Che cosa è stato studiato
Lo studio VOYAGER-PAD ha esaminato pazienti con arteriopatia obliterante degli arti inferiori, una condizione in cui le arterie delle gambe sono ristrette o bloccate. Tutti i pazienti avevano subito un intervento per migliorare il flusso sanguigno (rivascolarizzazione).
I ricercatori hanno confrontato due gruppi di pazienti:
- un gruppo trattato con rivaroxaban (un farmaco che aiuta a prevenire i coaguli) e aspirina;
- un gruppo trattato con placebo (senza rivaroxaban).
Risultati principali
Dopo 3 anni, il gruppo con rivaroxaban ha mostrato un rischio minore di eventi cardiovascolari rispetto al gruppo placebo (17,3% contro 19,9%).
Effetto del clopidogrel
Tra i pazienti, alcuni assumevano anche clopidogrel, un altro farmaco che aiuta a prevenire i coaguli.

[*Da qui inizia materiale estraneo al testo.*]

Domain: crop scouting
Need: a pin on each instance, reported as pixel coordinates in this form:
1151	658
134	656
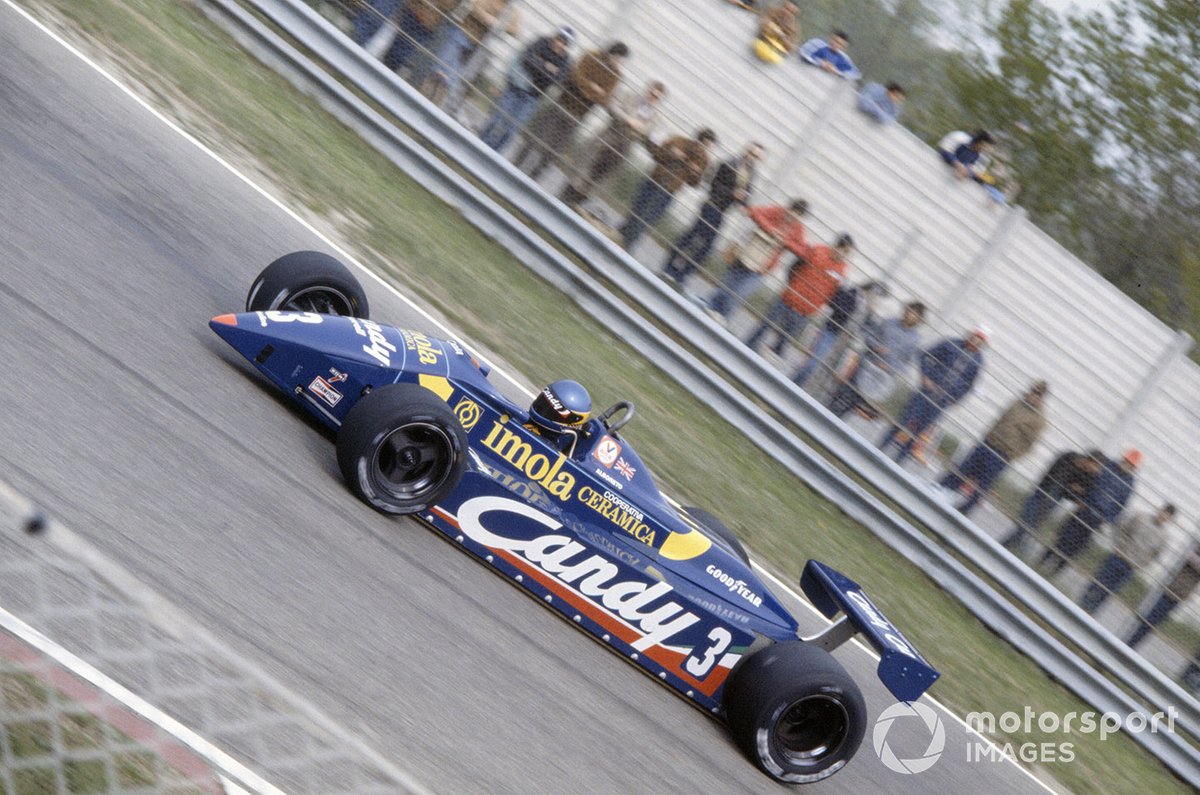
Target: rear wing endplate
903	670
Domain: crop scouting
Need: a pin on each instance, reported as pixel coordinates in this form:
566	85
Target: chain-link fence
605	105
61	735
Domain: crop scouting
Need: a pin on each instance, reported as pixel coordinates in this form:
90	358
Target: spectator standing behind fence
462	40
1013	435
948	371
891	348
634	117
882	102
966	154
539	67
831	55
678	161
1176	591
778	229
1102	503
1137	539
549	135
1069	477
731	185
811	281
851	309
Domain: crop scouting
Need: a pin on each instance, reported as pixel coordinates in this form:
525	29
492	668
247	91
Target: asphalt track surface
132	423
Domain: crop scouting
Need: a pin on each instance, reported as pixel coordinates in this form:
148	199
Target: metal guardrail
1105	692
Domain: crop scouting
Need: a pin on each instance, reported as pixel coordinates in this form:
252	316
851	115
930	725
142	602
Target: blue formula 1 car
557	500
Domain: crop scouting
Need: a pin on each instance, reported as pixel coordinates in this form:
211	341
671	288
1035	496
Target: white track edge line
171	124
145	710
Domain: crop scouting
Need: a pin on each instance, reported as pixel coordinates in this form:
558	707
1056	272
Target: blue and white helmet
562	406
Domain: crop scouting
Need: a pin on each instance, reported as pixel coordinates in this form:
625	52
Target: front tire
796	712
401	449
307	281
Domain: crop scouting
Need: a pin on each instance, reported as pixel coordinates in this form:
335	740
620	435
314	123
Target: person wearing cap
539	67
1137	539
891	347
1069	477
1176	591
831	55
1013	435
550	133
1103	502
678	161
811	281
948	371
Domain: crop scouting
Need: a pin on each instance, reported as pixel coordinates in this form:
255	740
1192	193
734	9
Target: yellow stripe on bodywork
438	384
684	547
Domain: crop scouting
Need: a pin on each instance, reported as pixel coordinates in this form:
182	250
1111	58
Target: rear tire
795	711
724	535
401	449
307	281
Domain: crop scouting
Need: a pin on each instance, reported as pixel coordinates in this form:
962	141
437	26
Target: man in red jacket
778	231
811	282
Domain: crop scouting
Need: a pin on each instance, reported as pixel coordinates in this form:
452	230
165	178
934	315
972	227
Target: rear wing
903	670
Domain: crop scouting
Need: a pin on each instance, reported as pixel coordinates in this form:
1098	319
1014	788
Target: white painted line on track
349	258
148	711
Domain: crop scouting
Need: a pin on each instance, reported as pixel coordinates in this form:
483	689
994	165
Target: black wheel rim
414	460
811	730
322	300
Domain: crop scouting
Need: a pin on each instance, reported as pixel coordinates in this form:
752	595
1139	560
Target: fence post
821	121
982	263
1171	354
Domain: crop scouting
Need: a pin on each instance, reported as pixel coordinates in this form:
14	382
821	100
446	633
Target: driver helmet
564	406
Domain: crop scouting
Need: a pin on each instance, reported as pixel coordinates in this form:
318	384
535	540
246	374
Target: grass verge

L'analisi ha mostrato che aggiungere clopidogrel alla terapia con rivaroxaban e aspirina non ha ridotto ulteriormente il rischio di eventi rispetto a chi non lo assumeva.
Inoltre, i pazienti che assumevano clopidogrel hanno avuto un aumento degli eventi emorragici, cioè un maggior rischio di sanguinamenti.
In conclusione
Lo studio indica che per i pazienti con problemi alle arterie delle gambe dopo un intervento, aggiungere clopidogrel alla terapia con rivaroxaban e aspirina non migliora i risultati e può aumentare il rischio di sanguinamenti. Questi dati aiutano a capire quali trattamenti sono più sicuri ed efficaci.